La motivación por transformar y regenerar ese suelo era tal que no nos importó
nada, y comenzamos a trabajar. Como no teníamos acceso al agua en ese
momento, y era Octubre, decidimos sembrar cultivos que necesiten poca agua.
Comenzamos con las cuadrillas de siembra a mano de maíces, calabazas,
zapallos y melones. Preparamos grandes cantidades de abono bocashi para
nutrir cada planta, así como también implementamos biofertilizantes líquidos a
base de bosta de vaca y cultivo de microorganismos del Parque Villarino.

Luego de abundantes lluvias, con granizo de por medio comenzó a suceder lo
que hacía mucho no sucedía en ese terreno. Las plantas espontáneas
“buenazas” comenzaron a crecer. Al principio dejamos que se expresen,
íbamos quitándolas de entre los cultivos sin cortarlas completamente, para así
permitir que sus raíces exploren nuevamente ese suelo degradado, que con
sus exudados aportarían silenciosamente cientos de kg de materia orgánica en
el proceso.

Llegó la época de cosecha y rebosábamos felicidad. Fueron muchas jornadas
cosechando choclos apestados de gusano cogollero, evidenciado la
desarmonía nutricional que presentaba el suelo, aunque por alguna razón las
calabazas, zapallos y melones se dieron perfecto. Sólo disponíamos de una
bicicleta y un carrito para transportar la cosecha, el cual se vivía desajustando y
rompiendo, y aun así le calculamos que transportó unos 300 kg de
Cucurbitáceas. Una aventura que recién comenzaría.

Alimentando un sueño

Finalizando la primera temporada de verano recibimos un molino para extraer
agua y comenzamos con la huerta para autoconsumo y venta.
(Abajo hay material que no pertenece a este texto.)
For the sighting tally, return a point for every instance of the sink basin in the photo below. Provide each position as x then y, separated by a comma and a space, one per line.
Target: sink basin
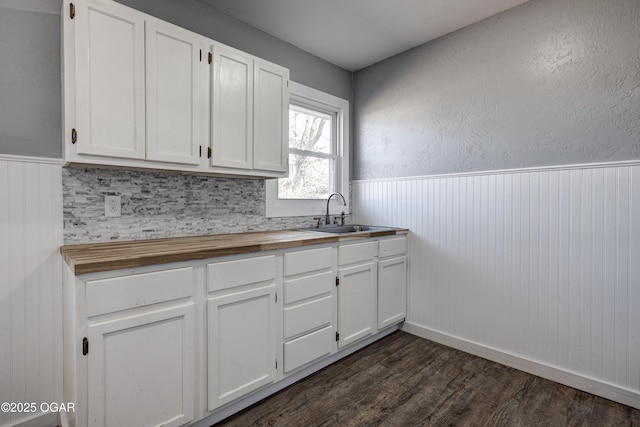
351, 228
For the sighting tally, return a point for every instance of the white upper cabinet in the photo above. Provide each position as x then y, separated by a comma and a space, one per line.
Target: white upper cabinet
271, 118
142, 93
109, 80
173, 63
232, 108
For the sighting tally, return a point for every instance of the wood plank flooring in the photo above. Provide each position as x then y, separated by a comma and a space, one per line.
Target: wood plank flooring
404, 380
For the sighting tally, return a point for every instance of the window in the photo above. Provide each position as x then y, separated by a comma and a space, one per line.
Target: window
318, 156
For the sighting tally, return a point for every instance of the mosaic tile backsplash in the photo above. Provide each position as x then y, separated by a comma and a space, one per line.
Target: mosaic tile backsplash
157, 205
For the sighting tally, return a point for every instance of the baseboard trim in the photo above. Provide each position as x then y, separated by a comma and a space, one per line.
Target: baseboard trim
572, 379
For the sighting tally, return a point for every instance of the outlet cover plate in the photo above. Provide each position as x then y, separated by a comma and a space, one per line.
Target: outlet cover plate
112, 206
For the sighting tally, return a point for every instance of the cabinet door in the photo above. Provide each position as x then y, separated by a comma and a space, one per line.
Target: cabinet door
173, 90
109, 54
242, 343
271, 118
392, 291
232, 109
140, 369
356, 303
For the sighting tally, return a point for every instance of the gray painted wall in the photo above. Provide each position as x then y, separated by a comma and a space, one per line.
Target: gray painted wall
550, 82
30, 118
30, 101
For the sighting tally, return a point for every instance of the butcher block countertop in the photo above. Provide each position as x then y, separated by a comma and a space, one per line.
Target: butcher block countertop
92, 258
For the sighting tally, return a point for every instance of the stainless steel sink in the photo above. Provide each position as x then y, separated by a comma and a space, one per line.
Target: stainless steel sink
351, 228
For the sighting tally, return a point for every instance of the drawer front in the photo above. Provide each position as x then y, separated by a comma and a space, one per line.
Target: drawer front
137, 290
307, 261
229, 274
308, 286
391, 247
308, 316
348, 254
307, 348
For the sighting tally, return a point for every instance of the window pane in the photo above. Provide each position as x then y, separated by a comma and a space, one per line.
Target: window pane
309, 178
310, 130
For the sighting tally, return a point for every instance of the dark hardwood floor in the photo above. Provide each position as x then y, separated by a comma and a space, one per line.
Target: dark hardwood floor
403, 380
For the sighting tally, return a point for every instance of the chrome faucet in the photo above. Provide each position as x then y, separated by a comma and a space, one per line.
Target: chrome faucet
327, 219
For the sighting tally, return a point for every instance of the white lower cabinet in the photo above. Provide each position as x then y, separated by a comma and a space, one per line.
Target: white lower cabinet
171, 344
392, 281
309, 301
141, 369
134, 345
356, 292
241, 327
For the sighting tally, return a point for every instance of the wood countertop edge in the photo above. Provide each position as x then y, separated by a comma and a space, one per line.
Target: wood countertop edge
80, 259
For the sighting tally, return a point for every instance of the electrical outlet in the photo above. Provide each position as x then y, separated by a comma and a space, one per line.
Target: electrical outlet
112, 206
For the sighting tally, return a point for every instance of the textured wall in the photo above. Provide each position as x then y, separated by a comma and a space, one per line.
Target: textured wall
537, 268
158, 205
549, 82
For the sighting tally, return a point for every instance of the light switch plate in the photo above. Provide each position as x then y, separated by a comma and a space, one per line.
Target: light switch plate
112, 206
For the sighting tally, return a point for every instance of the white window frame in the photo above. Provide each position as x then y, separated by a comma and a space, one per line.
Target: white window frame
275, 207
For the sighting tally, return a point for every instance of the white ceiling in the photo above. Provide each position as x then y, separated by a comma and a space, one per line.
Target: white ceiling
356, 33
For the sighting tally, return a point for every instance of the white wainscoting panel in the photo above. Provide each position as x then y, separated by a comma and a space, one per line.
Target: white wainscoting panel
542, 265
30, 286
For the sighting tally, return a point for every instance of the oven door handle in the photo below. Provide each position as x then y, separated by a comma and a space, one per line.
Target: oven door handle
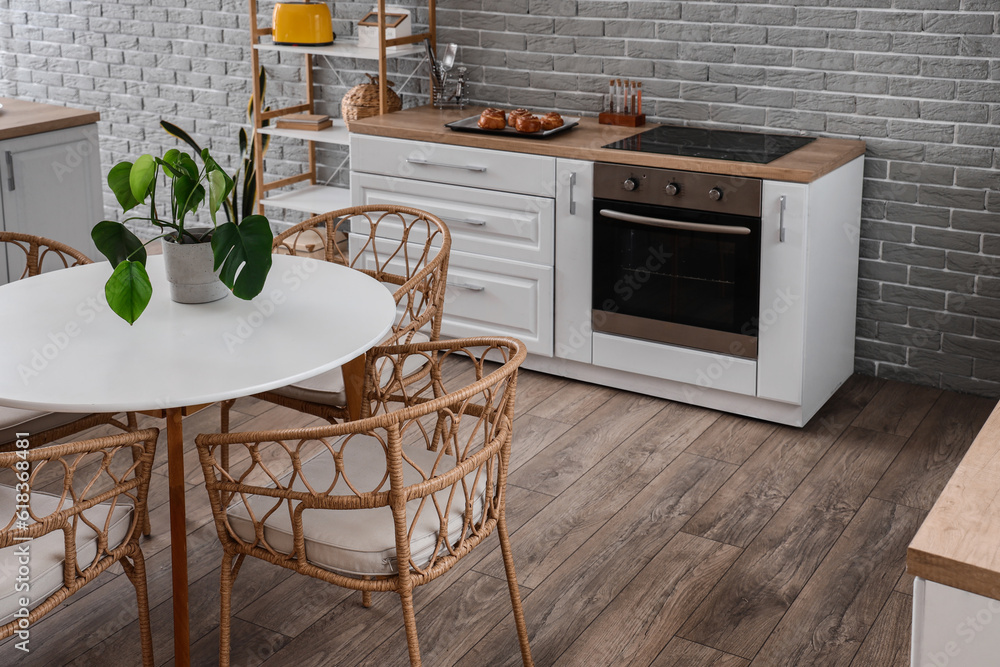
675, 224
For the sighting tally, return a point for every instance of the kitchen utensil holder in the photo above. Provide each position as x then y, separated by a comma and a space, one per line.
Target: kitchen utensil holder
628, 120
450, 88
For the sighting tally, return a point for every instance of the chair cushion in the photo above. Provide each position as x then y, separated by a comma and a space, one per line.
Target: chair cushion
328, 388
47, 553
359, 542
15, 420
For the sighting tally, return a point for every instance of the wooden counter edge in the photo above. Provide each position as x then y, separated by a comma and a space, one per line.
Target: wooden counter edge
954, 559
954, 573
20, 118
425, 124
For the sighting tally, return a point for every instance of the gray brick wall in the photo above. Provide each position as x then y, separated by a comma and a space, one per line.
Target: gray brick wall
919, 80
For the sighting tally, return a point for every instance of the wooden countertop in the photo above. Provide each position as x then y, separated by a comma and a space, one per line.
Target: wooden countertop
959, 543
585, 142
19, 118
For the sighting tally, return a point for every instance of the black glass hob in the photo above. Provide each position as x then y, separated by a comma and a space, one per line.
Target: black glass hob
713, 144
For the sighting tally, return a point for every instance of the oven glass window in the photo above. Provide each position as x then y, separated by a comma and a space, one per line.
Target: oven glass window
695, 278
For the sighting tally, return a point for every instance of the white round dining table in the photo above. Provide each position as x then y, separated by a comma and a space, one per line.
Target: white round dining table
64, 350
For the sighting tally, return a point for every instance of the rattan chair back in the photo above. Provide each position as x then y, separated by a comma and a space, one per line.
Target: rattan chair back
428, 463
90, 496
40, 253
403, 247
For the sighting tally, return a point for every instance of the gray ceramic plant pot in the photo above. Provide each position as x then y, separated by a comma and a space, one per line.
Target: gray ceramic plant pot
189, 271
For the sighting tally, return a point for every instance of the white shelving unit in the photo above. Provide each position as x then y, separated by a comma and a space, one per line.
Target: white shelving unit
343, 49
337, 134
302, 192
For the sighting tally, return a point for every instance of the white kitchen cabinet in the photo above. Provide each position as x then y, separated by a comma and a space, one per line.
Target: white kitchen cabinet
575, 230
807, 298
51, 186
522, 264
501, 279
498, 224
953, 627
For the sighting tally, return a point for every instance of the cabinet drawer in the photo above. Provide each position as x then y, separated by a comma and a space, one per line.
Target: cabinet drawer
492, 297
694, 367
498, 224
457, 165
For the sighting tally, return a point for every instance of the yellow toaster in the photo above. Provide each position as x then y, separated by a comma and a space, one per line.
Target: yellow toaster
302, 24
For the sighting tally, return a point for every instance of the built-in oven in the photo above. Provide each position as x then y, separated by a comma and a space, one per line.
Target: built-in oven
676, 257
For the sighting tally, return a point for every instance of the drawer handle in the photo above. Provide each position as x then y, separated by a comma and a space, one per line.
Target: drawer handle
781, 219
572, 199
468, 286
428, 163
469, 221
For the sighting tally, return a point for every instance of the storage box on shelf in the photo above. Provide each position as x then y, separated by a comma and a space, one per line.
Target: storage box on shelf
308, 195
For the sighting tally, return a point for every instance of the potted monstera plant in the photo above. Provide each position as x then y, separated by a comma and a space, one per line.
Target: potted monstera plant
203, 263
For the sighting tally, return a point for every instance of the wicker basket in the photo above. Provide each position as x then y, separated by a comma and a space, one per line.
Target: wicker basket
361, 101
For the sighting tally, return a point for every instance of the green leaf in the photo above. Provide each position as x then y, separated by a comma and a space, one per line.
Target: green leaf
128, 290
188, 195
187, 163
170, 168
180, 134
118, 181
117, 243
244, 253
217, 191
141, 176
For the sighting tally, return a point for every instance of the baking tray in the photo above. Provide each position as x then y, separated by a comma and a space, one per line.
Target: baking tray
470, 124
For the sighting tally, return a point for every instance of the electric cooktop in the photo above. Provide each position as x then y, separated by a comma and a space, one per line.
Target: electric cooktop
713, 144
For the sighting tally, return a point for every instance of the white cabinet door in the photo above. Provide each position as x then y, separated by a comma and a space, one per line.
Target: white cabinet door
486, 296
458, 165
574, 250
51, 185
782, 289
497, 224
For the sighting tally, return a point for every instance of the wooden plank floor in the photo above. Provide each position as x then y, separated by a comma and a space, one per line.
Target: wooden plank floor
646, 533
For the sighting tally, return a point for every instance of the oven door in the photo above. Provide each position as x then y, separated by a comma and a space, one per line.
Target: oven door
677, 276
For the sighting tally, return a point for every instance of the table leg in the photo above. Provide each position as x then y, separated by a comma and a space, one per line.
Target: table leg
178, 536
354, 384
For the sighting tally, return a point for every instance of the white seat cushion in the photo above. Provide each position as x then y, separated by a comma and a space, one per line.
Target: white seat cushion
47, 553
328, 388
15, 420
359, 542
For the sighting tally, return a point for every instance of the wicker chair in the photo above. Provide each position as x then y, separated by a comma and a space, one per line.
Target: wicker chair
385, 503
38, 254
405, 248
81, 514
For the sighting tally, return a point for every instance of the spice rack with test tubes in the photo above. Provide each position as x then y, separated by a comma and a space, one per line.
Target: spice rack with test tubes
624, 104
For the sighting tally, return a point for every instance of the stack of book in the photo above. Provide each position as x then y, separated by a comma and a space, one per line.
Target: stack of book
303, 121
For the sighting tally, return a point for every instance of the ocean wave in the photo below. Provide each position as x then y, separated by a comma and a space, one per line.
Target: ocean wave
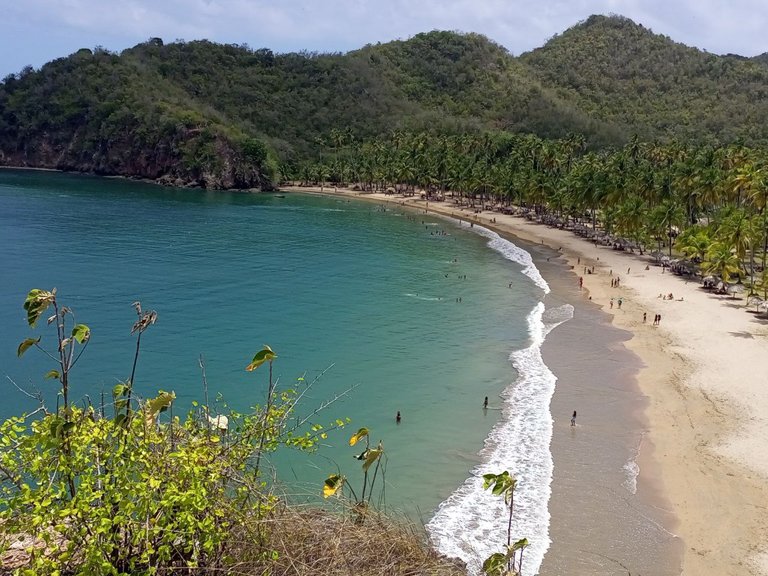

Finalmente
podríamos disponer de agua para beber y para riego, pues traíamos tachos de
200 litros con agua para regar esos primeros cultivos cuando eran muy
pequeños.

Al momento de iniciar los trabajos del armado de las camas de cultivo nos
percatamos de algo asombroso, el suelo volvió a ser negro, a tener aroma y a
caminar la vida sobre él. Las lombrices aparecían con cada palada, arañas,
aves, liebres, zorro, gato montés, polinizadores revolotearon las flores de la
resiliencia que estábamos construyendo.

Toneladas de bocashi volteadas con nuestras manos fueron esparcidas por
ese terreno, litros de biofertilizantes fueron pulverizados junto con preparados
biodinámicos y poco a poco la huerta comenzó a ser productiva. Organizamos
una feria semanal en la plaza del pueblo, y también seguimos vendiendo en la
facultad. Rompiendo el “silencio” y el “orden” con nuestro rastrojero del 64
cargado de verduras y sonrisas.

La expresión de la remineralización de la tierra estaba reflejándose en la
calidad de las hortalizas que producimos, en relativamente poco tiempo, un par
de años separaron la muerte de la vida. La agroecología estaba expandiéndose
más y más, y no sabíamos lo que nos depararía en este camino. Recibimos
mucha ayuda de parte de la familia, amigos, campesinos vecinos. La vida en el
campo era real y producir sin venenos, más que evidente.

En agradecimiento a mi familia y compañeros con los que hemos
transitado el camino de la agricultura.